The top-level calls of utilities in category 2, which can compose
multiple images on a page, and which generate a PostScript file for
printing or display (e.g., conversion to pdf), are:
convertFilesToPS()
convertFilesFittedToPS()
convertSegmentedPagesToPS()
All images are output with page numbers. Bounding box hints are
more subtle. They must be included for embeding images in
TeX, for example, and the low-level writers include bounding
box hints by default. However, these hints should not be included for
multi-page PostScript that is composed of a sequence of images;
consequently, they are not written when calling higher level
functions such as convertFilesToPS(), convertFilesFittedToPS()
and convertSegmentedPagesToPS(). The function l_psWriteBoundingBox()
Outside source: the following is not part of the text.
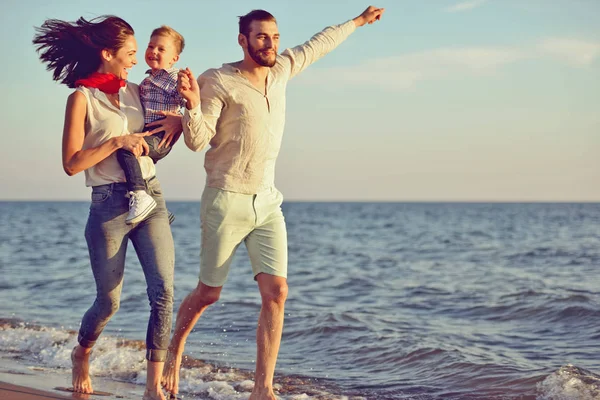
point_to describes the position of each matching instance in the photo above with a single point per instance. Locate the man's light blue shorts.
(230, 218)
sets a flag to give low-level control over this.
FUNCTIONS
convertFilesFittedToPS
l_int32 convertFilesFittedToPS ( const char *dirin, const char *substr, l_float32 xpts, l_float32 ypts, const char *fileout )
convertFilesFittedToPS()
Input: dirin (input directory)
substr (<optional> substring filter on filenames; can be NULL)
xpts, ypts (desired size in printer points; use 0 for default)
fileout (output ps file)
Return: 0 if OK, 1 on error
Notes:
(1) This generates a PS file for all files in a specified directory
that contain the substr pattern to be matched.
(2) Each image is written to a separate page in the output PS file.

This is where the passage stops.